Vous évoquiez une nouvelle plateforme. S’agit-il d’une plateforme dite software defined, conçue autour du logiciel ?
“Oui, exactement. C’est le même principe que pour les voitures particulières. Il s’agit d’une plateforme flexible, entièrement connectée, adaptable en taille de véhicule et de batterie. Elle permettra des économies d’échelle et un meilleur pouvoir de négociation vis-à-vis des fournisseurs, afin de maintenir des prix compétitifs. C’est un développement 100 % Volkswagen. »
Cette plateforme servira-t-elle déjà pour le futur Crafter ?

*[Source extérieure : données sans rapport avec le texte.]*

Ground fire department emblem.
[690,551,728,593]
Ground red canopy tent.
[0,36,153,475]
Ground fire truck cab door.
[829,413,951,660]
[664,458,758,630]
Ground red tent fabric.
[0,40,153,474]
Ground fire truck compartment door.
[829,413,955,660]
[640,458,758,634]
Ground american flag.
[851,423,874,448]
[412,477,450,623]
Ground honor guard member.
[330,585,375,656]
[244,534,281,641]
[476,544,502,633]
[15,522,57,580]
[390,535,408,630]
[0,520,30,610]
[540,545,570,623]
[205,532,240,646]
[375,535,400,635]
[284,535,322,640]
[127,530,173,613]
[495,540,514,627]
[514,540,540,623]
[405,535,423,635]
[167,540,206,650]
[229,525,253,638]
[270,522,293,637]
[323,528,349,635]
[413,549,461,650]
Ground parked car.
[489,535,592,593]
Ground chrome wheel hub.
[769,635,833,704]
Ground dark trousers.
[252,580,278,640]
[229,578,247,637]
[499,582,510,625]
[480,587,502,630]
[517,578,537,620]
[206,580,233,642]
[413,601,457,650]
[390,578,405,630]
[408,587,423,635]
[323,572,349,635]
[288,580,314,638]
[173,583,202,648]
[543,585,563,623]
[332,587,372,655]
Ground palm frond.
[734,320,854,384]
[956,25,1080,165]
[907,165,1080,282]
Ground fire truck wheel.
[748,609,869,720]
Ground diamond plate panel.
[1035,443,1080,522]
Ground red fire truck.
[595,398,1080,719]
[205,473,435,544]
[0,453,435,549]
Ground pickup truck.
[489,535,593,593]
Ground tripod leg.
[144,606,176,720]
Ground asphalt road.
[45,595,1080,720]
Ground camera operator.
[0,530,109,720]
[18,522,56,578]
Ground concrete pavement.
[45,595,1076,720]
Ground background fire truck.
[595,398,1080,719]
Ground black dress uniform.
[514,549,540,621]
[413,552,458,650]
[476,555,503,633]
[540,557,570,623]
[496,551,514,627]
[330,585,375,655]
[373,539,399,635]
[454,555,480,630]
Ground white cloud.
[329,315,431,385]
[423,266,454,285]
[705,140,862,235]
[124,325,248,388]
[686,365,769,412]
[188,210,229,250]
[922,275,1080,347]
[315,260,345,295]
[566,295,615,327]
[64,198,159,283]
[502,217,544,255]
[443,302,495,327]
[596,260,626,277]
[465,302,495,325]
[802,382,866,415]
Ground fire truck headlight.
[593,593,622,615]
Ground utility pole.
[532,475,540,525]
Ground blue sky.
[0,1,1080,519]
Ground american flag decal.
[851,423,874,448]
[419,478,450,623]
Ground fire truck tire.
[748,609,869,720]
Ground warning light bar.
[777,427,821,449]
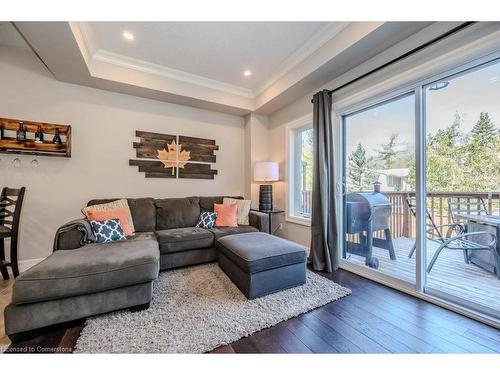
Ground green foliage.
[408,112,500,192]
[376,134,400,169]
[347,143,378,191]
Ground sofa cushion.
[195,195,243,212]
[217,232,306,273]
[82,198,135,232]
[209,225,258,240]
[155,197,200,230]
[87,198,156,232]
[90,219,127,243]
[156,228,214,254]
[12,237,160,304]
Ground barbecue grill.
[344,184,396,269]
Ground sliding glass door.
[342,92,415,284]
[424,61,500,318]
[339,55,500,320]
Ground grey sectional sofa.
[5,196,269,341]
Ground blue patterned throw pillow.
[196,212,217,229]
[90,219,127,243]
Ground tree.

“Il est encore trop tôt pour le confirmer, mais cette plateforme sera de toute façon utilisée pour plusieurs modèles de la gamme. De nombreuses actualités sont donc à attendre à partir de 2027, tout en sachant que l’actualité est déjà riche aujourd’hui avec le lancement du nouveau Transporter. Les différentes motorisations, y compris l’hybride rechargeable, les transformations et les aménagements continuent de jouer un rôle important. Environ 80 % des véhicules sortant de chez D’Ieteren sont transformés dans notre centre interne, et ce chiffre devrait encore augmenter. Cloisons, planchers en bois, doubles cabines restent très demandés.”
“Pour conclure, nous espérons voir se réunir les trois piliers essentiels au développement de la mobilité électrique dans l’utilitaire : une offre suffisante de modèles, une infrastructure adaptée et une fiscalité incitative. Cela fonctionne très bien pour les voitures de société, mais l’utilitaire attend encore un soutien plus clair. La Belgique dispose pourtant d’une fiscalité intelligente et intéressante. Lorsque ces trois éléments sont réunis, cela fonctionne, au point que notre pays est parfois cité en exemple en Europe.”